Using Cytoscape with ArangoDB

In this tutorial, we would like to visualize the data of a graph stored in ArangoDB for a human read-able overview.

This overview often helps to get a general understanding of non-artifically created data, or for a third party dataset that was not designed by ourselves.

The dataset

In this tutorial we have the case of a third party dataset designed by Marius Bäsler in his master thesis.[1]
His goal is to find the origins of parasitism with the help of GLoBIs interaction database.
This data dump can be downloaded here.
The dataset describes several organisms that live either in symbiotic or parasitary relation to one another.

In order to import the dataset we can just restore it into a running ArangoDB with arangorestore:

1	arangorestore --input-directory /path/to/extracted/dump

After this command succeeded you will end up with two collections:

nodes_otl_sub a document collection containing species, genera and families.
edges_otl_sub a edge collection, where each edge defines a relation between the nodes.

Now we have the dataset in ArangoDB and are ready to go.

Data Normalization

The goal is to export the data in xgmml format, which is readable by cytoscape the tool we want to use to visualize the data.
Unfortunately, this format requires that all vertices only have string datatypes.
So we need to normalize our dataset first and convert all attributes of the vertices to string.

Furthermore, each document needs to have identical attributes, which is also done by this step.

NOTE: this step requires some computation and does not scale well for larger datasets, if you have this situation and need some guidance please contact us on Slack, we can help you out there.

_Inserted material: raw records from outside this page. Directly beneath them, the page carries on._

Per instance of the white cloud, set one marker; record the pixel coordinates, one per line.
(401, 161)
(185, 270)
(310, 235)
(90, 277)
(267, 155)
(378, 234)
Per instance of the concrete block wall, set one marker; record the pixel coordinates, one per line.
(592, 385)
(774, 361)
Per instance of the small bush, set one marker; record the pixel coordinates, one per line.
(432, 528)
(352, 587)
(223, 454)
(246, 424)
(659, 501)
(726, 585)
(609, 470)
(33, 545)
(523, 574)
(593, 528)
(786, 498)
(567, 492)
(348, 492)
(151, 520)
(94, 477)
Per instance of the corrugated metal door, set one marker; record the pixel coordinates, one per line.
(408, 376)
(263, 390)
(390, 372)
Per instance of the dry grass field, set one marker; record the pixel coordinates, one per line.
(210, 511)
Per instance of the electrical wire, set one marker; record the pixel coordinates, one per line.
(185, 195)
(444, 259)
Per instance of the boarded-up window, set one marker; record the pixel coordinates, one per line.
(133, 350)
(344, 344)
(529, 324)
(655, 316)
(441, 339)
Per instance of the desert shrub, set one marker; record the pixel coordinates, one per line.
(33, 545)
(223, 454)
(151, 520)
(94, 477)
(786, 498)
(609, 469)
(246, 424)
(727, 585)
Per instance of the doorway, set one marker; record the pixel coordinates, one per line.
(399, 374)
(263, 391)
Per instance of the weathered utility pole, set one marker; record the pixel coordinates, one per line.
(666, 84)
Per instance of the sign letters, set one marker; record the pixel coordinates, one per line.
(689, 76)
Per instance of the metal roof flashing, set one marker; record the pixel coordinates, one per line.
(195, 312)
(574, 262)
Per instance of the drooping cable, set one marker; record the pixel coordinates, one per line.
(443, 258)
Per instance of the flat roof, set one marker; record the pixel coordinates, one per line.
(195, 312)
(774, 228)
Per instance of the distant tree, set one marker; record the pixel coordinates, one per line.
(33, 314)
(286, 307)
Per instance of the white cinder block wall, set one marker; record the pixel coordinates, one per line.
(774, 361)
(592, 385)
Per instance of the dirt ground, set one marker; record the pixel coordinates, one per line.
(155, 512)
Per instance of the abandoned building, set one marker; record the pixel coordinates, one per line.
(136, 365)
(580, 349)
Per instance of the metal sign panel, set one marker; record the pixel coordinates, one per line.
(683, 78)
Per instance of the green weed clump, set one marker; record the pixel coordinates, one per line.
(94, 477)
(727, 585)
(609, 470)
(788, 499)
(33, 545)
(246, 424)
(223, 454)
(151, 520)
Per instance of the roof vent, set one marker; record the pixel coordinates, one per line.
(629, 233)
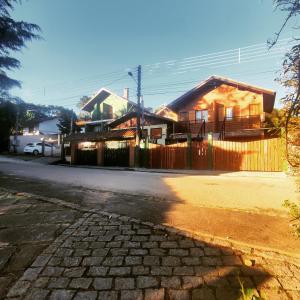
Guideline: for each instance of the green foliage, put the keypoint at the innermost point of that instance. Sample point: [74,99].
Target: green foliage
[13,37]
[7,122]
[67,116]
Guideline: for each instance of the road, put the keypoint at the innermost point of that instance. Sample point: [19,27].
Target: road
[247,209]
[235,192]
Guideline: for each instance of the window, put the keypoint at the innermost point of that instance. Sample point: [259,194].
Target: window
[201,115]
[229,113]
[156,133]
[254,109]
[183,116]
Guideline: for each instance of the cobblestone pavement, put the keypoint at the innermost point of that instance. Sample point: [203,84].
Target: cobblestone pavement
[108,257]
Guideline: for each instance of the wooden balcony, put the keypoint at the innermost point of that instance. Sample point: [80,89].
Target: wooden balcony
[201,127]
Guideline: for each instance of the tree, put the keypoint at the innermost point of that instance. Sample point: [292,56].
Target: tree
[83,100]
[290,78]
[7,122]
[67,117]
[13,37]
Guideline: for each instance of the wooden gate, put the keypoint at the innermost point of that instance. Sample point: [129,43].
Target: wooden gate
[118,157]
[87,157]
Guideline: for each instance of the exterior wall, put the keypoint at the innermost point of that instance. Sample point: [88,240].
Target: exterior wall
[119,105]
[223,96]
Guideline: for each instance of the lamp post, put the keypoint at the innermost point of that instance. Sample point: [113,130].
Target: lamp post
[138,114]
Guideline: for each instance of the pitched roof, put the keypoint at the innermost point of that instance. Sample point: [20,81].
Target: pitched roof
[100,96]
[119,134]
[132,114]
[214,81]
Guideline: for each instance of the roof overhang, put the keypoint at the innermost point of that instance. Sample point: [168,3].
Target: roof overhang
[215,81]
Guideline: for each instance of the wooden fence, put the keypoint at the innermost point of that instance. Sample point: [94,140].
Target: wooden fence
[262,155]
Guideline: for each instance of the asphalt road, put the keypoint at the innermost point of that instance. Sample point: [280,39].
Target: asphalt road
[258,194]
[246,209]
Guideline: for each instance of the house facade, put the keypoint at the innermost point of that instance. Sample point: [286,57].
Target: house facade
[227,108]
[103,108]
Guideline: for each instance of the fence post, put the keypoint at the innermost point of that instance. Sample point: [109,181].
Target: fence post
[189,151]
[210,150]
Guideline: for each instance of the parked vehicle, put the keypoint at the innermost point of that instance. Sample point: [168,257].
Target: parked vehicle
[36,149]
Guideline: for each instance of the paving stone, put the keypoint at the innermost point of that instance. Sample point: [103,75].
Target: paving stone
[154,294]
[55,261]
[161,270]
[53,271]
[62,295]
[89,295]
[140,270]
[169,245]
[132,295]
[37,294]
[119,251]
[102,283]
[97,271]
[133,260]
[41,282]
[19,289]
[158,251]
[171,282]
[31,274]
[113,261]
[119,271]
[196,252]
[191,282]
[178,295]
[138,251]
[203,294]
[146,282]
[231,260]
[183,270]
[186,243]
[108,295]
[151,260]
[212,261]
[124,283]
[74,272]
[71,261]
[179,252]
[92,261]
[212,251]
[41,261]
[100,252]
[171,261]
[150,245]
[191,261]
[80,283]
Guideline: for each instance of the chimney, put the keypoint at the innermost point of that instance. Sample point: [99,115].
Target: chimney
[126,93]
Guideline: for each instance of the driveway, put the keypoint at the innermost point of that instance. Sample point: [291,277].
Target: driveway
[239,208]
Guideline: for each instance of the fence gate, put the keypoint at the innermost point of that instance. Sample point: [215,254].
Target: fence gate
[116,157]
[87,157]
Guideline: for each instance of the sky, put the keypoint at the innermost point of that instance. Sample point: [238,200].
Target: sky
[91,44]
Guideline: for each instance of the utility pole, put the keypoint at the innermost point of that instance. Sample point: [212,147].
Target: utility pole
[138,117]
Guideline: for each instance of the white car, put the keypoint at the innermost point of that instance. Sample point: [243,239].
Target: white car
[36,149]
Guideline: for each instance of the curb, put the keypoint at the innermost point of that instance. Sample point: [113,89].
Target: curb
[248,249]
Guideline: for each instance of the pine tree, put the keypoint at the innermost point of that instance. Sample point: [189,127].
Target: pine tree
[13,37]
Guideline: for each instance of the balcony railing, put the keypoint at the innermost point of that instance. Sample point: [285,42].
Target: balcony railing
[201,127]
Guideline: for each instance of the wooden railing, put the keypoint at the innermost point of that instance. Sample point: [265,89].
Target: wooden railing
[201,127]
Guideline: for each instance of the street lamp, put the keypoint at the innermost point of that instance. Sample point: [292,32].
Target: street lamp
[138,114]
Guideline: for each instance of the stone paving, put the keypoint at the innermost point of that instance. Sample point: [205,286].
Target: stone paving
[109,257]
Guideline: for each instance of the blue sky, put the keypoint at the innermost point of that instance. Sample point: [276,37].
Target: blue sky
[90,44]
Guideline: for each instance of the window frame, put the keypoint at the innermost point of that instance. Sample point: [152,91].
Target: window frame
[156,137]
[232,113]
[201,115]
[184,113]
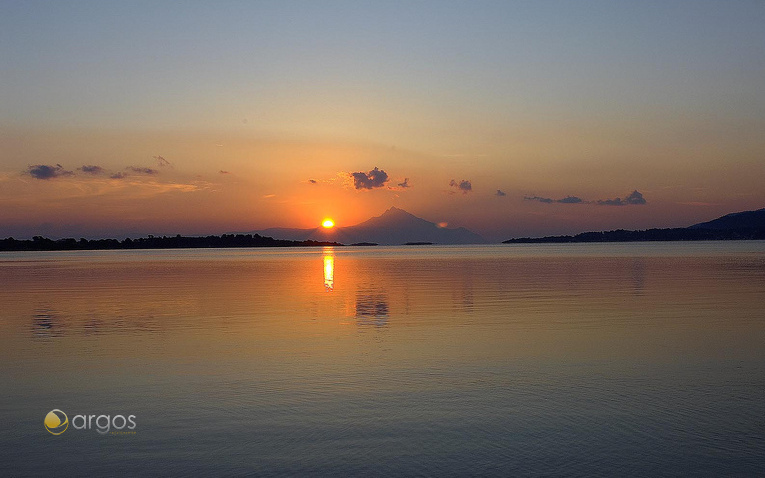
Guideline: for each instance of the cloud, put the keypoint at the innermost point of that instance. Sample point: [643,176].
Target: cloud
[540,199]
[92,169]
[44,171]
[565,200]
[375,178]
[162,162]
[635,198]
[463,185]
[142,170]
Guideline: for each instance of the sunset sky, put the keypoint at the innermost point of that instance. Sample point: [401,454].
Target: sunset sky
[508,118]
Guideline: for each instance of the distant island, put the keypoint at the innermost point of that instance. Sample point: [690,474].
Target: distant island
[39,243]
[739,226]
[392,228]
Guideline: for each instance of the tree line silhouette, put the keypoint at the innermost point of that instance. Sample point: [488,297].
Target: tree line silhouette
[39,243]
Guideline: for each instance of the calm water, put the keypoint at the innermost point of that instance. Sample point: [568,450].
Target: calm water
[581,359]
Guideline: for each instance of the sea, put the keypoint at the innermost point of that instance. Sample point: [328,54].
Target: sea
[620,359]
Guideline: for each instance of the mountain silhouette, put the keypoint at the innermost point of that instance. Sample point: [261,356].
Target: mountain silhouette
[736,220]
[395,226]
[746,225]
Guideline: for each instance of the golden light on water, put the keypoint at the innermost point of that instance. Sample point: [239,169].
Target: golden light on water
[329,269]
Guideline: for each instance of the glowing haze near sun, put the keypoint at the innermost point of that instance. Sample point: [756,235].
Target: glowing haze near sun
[514,119]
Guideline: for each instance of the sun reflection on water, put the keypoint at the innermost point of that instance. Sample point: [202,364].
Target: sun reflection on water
[329,269]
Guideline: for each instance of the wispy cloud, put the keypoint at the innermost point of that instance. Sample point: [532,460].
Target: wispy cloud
[142,170]
[634,198]
[463,185]
[94,170]
[162,162]
[44,171]
[375,178]
[565,200]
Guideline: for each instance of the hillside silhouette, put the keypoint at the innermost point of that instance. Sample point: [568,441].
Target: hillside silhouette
[746,225]
[39,243]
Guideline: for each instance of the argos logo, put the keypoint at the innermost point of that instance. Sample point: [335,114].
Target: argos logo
[56,422]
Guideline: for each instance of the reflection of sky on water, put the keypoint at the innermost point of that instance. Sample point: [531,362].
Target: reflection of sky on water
[329,269]
[372,308]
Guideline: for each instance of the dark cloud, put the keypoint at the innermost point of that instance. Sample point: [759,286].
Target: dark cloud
[162,162]
[565,200]
[463,185]
[540,199]
[92,169]
[635,198]
[375,178]
[143,170]
[44,171]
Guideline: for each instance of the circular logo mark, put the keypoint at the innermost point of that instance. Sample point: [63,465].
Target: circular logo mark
[56,422]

In order to do this normalization we are going to execute the following AQL:

LET attrs = (
  FOR node IN nodes_otl_sub
    FOR x IN ATTRIBUTES(node, true)
      RETURN DISTINCT x
)
 
FOR node IN nodes_otl_sub
  LET newNode = ZIP(attrs, (
    FOR attr IN attrs RETURN TO_STRING(node[attr])
  ))
  UPDATE node WITH 
    newNode
  IN nodes_otl_sub

In the first step this aql collects a distinct list of attributes available in the dataset.
In the second step, it iterates over all nodes.

Then it will create a new node that has each attribute replaced with a TO_STRING variant of it’s value.
Note here: If the attribute is not set, it will cause to save the empty string.
And then updates the document in the collection with the new node.

So after this query succeeded all vertices have all attributes and all of them are of type string.
Now we are ready to go for the export.

Exporting the data

To visualize the data we need it in xgmml format.
In order to transform the dataset into this format, we are using the arangoexport tool.

$> arangoexport --help
Usage: arangoexport []
 
Section 'global options' (Global configuration)
  --collection                restrict to collection name (can be specified multiple times) (default: )
  --configuration                the configuration file or 'none' (default: "")
  --fields                       comma separated list of fileds to export into a csv file (default: "")
  --graph-name                   name of a graph to export (default: "")
  --output-directory             output directory (default: "/home/mchacki/devel/export")
  --overwrite                   overwrite data in output directory (default: false)
  --progress                    show progress (default: true)
  --type                         type of export. possible values: "csv", "json", "jsonl", "xgmml", "xml"
                                         (default: "json")
  --version                     reports the version and exits (default: false)
  --xgmml-label-attribute        specify document attribute that will be the xgmml label (default:
                                         "label")
  --xgmml-label-only            export only xgmml label (default: false)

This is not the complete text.